Das, PhD 17: CoS, Off. of Sci.
Tanya Das, who received her PhD in ECE from UCSB in 2017, appointed to a senior position as the new chief of staff to the Office of Science in the Department of Energy (DOE)
Excerpt from COE Convergence (S21) article "ECE Alumna Appointed Chief of Staff in Biden's Office of Science"
“This position is a dream job,” said Tanya Das, who was a member of associate professor Jon Schuller’s research group at UCSB, where she studied the effects of light engineering on multipolar resonances in nanoparticles. “It is an incredible honor to be appointed to advance climate change and racial-equity policies for an administration led by one of the politicians I most respect, President Joe Biden, and the first Black and South Asian and first female vice president, Kamala Harris.”
With a $7 billion budget, the Office of Science supports research in the physical sciences, stewards ten of DOE’s seventeen national laboratories, and supports workforce development and training programs for teachers and students in the science, technology, engineering, and mathematics (STEM) fields.
“My job is to implement the priorities of the Biden-Harris administration at the Office of Science,” said Das. “I hope to support the phenomenal staff at the office by rebuilding its focus on climate science, climate adaptation and mitigation, and clean energy, while strengthening partnerships with the frontline communities who have experienced the worst effects of climate change.
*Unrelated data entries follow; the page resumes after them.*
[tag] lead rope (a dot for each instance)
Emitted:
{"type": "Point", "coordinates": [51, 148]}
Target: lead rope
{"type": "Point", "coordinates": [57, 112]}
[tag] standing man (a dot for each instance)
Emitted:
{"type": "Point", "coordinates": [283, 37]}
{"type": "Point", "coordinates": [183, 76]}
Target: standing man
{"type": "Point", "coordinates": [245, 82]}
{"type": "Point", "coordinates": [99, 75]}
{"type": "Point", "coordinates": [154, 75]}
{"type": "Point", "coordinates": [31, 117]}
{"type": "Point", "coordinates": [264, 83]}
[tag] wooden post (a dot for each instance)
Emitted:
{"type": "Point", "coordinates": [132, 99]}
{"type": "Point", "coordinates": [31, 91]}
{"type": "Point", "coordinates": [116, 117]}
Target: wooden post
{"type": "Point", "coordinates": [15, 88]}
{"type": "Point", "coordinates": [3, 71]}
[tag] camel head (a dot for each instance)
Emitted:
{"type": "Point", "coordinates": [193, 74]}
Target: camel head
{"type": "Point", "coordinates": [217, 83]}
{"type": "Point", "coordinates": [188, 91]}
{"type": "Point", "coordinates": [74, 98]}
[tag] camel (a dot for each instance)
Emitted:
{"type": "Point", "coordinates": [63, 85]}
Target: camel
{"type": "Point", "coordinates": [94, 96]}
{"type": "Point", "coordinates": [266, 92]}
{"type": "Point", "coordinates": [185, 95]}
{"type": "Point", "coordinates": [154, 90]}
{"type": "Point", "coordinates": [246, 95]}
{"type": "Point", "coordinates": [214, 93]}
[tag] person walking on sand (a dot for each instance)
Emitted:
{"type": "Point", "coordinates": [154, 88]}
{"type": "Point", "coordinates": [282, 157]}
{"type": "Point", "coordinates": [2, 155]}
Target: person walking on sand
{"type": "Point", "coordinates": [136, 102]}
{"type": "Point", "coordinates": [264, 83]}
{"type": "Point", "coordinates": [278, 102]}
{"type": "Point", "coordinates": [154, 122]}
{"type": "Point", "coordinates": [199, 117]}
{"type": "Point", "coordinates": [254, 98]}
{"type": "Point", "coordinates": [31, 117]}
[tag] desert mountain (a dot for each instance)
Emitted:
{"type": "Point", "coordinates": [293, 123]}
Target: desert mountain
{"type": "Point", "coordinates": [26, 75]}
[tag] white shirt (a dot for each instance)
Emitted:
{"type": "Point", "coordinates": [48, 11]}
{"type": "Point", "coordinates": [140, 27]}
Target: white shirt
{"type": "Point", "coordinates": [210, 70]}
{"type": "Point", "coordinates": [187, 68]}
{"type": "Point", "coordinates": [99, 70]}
I also hope to advance programs that instill the principles of diversity, equity, and inclusion in STEM programs and the national labs that the Office of Science supports.”
Since earning her doctorate from UCSB, Das has been applying her training as a scientist to evaluate and improve policy in Washington, D.C. She was named a 2017-18 Arthur H. Guenther Congressional Fellow by the Society of Photo-Optical Instrumentation Engineers and The Optical Society of America (SPIE/OSA), serving a one-year term as a special assistant on the staff of U.S. Senator Chris Coons, of Delaware. The fellowship provided Das with the opportunity to gain substantial insight into the inner workings of government while supporting the senator’s economic policy team and professional training opportunities offered by the American Association for the Advancement of Science (AAAS). After the fellowship, she joined the U.S. House of Representatives Committee on Science, Space and Technology as a professional staff member, where she worked on a range of issues in clean energy and manufacturing policy until her appointment to the Office of Science.
Das says that it was both inside and outside of the research lab at UCSB where she developed the skills necessary to succeed in Washington. She worked with Professor Schuller in the field of metamaterials, exploring new ways of using nanoparticles to manipulate light. For two years, she also was a program evaluator at UCSB’s Center for Science and Engineering Partnerships (CSEP), which focuses on improving the educational and career outcomes of current and future scientists and engineers.